Consider the following binary array (Array A) −

const arr = [1,0,1,1,1,1,0,1,1];

When this array is passed through the function, say sumRight(), it produces the following output array (Array B) −

const output = [1,0,4,3,2,1,0,2,1];

Understanding the Algorithm

Elements in array arr can be either 0 or 1. The function counts backward from the last element of array arr, if there are consecutive 1's in the array arr then the corresponding element in the output array will be 1 but for the 2nd consecutive 1 in array arr, it will be 2. For the 3rd one in input array the element in the output array will be 3, but for 0 in the array arr it will be 0 in the output array as well.

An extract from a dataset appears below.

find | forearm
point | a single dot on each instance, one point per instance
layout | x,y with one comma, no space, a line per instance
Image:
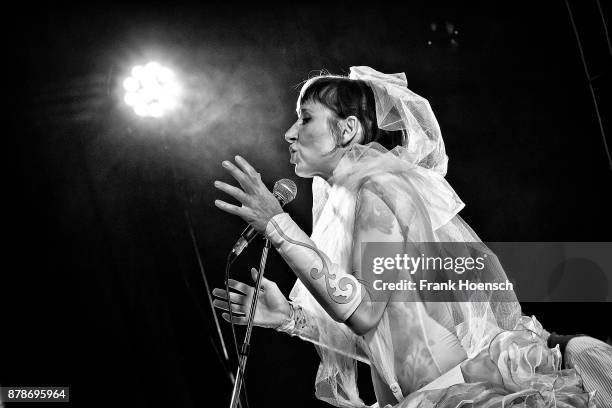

Implementation Using reduceRight()

So let's write the code for this function using the Array.prototype.reduceRight() method, which does the same work as the normal reduce method, it just starts from the right instead of left −

const arr = [1,0,1,1,1,1,0,1,1];

const sumRight = arr => {
    return arr.reduceRight((acc, val) => {
        const { prev, res } = acc;
        if(val === 0){
            return {
                prev: 0,
                res: res.concat(0)
            };
        };
        return {
            res: res.concat(val+prev),
            prev: prev+1
        };
    }, {
        prev: 0,
        res: []
    }).res.reverse();
};

console.log(sumRight(arr));

[
    1, 0, 4, 3, 2,
    1, 0, 2, 1
]

How It Works

The algorithm processes the array from right to left using reduceRight():

• Accumulator: Contains prev (consecutive 1's counter) and res (result array)
• For 0: Resets counter to 0 and adds 0 to result
• For 1: Adds (1 + previous counter) to result and increments counter
• Final step: Reverses the result array to match original order

Alternative Implementation

Here's a more straightforward approach using a simple loop:

const arr = [1,0,1,1,1,1,0,1,1];

function sumRightSimple(arr) {
    const result = new Array(arr.length);
    let count = 0;
    
    // Process from right to left
    for (let i = arr.length - 1; i >= 0; i--) {
        if (arr[i] === 0) {
            count = 0;
            result[i] = 0;
        } else {
            count++;
            result[i] = count;
        }
    }
    
    return result;
}

console.log(sumRightSimple(arr));

[
    1, 0, 4, 3, 2,
    1, 0, 2, 1
]

Conclusion

Both implementations achieve the same result by counting consecutive 1's from right to left. The reduceRight() approach is more functional, while the loop-based solution is more intuitive and efficient for this specific problem.